「主観的」という評価について。特に、人の意見や歴史の叙述を「主観的」として否定的に評価することへの疑念。

私は今まで、真央ちゃんについての伝記的著作に関して、吉田順の著作ばかり取り上げ、宇都宮直子について述べることはほとんどなかったが、それは後者を否定的に評価していることを意味しない。

両者の著作は、互いに補い合うような「愛」の関係にある。二つずつ、あわせて四つのまとまった著作がある。それら四つを私は完全に勧める。

  • 宇都宮直子『浅田真央 age15-17』(文春文庫、2009年)

  • 宇都宮直子『浅田真央 age18-20』(文春文庫、2013年)

  • 吉田順『浅田真央 さらなる高みへ』(学研、2011年)

  • 吉田順『浅田真央 そして、その瞬間へ』(学研、2013年)

この宇都宮直子の著作についてグーグルで検索すると、それが「主観的」であることを否定的なトーンで評価しているものがいくつか見つかる。しかし、そのような評価の姿勢そのものに私は疑念を呈したい。

真央ちゃんと宇都宮直子との間には長い人格的つきあいがあり、互いに信頼の関係がある。それがこれらの著作を通して読み取れる。その具体的な関係のおかげで聞き出せた「主観的な」こと、「主観的に」書けたことこそが、その著作の核心である。そこに、吉田順の著作にはない、宇都宮直子に固有の強みがある。

だから、まさに「主観的であること」そのものに、この場合は価値がある。それを「主観的」として否定的に評価することは、その「豊かさ」の本質をわかっていないことを意味する。

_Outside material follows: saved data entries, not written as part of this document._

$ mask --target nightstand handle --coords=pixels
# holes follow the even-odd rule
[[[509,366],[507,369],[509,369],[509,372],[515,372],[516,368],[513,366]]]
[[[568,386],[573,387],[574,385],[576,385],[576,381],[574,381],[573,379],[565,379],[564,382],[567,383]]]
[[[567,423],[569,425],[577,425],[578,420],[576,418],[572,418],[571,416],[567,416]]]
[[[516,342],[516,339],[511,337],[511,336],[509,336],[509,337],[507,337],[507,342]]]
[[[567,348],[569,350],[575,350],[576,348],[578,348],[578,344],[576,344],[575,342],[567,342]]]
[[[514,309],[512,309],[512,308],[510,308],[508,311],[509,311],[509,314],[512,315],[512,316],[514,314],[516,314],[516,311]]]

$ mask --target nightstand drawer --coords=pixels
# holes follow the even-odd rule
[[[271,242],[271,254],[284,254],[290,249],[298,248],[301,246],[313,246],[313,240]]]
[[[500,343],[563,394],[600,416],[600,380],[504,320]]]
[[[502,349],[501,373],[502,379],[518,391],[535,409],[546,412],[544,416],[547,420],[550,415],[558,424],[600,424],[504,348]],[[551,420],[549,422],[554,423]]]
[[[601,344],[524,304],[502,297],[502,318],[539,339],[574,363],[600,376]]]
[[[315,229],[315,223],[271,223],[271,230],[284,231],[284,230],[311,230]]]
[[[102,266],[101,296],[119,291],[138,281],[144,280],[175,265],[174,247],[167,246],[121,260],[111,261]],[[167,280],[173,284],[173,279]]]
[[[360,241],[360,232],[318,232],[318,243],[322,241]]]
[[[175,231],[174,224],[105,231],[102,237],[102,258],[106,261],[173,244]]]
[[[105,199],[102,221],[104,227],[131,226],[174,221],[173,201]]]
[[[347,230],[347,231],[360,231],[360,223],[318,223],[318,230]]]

歴史や伝記というのは、そもそも「主観的」なものである。宇都宮直子だけでなく、吉田順も自らのやり方において「主観的」である。それぞれの著者が自らの立場で、客観的な事実のなかから出来事を選び出し、評価し、叙述する。「主観的な」営みである。まさにその「主観的」であることに、書き手たちの責任がある。

そもそも、「主観的」だからといって、(「客観的」との対比で)それ自体として「劣る」ものであるかのように思いなすことが間違っている。この愚かな傾向は、現代の日本の言論空間の一部で根強くはびこっている。

それは、ひろゆきの有名な発言を決まり文句として用い、相手の意見に「感想」というレッテルを貼ったうえで、その「感想であること」そのものに対して馬鹿にした態度をとり、そうして決して相手の言葉に耳を傾けないようにする、あの愚劣さと本質的に同じものであり、同じ根から発していると思われる。

まさにそのような態度が、われわれの国、日本の人々の心を間違ったやり方で導いている。それは一種の「疫病」である。誰かが「ワクチン」を作って、それに対抗しなければならないと思う。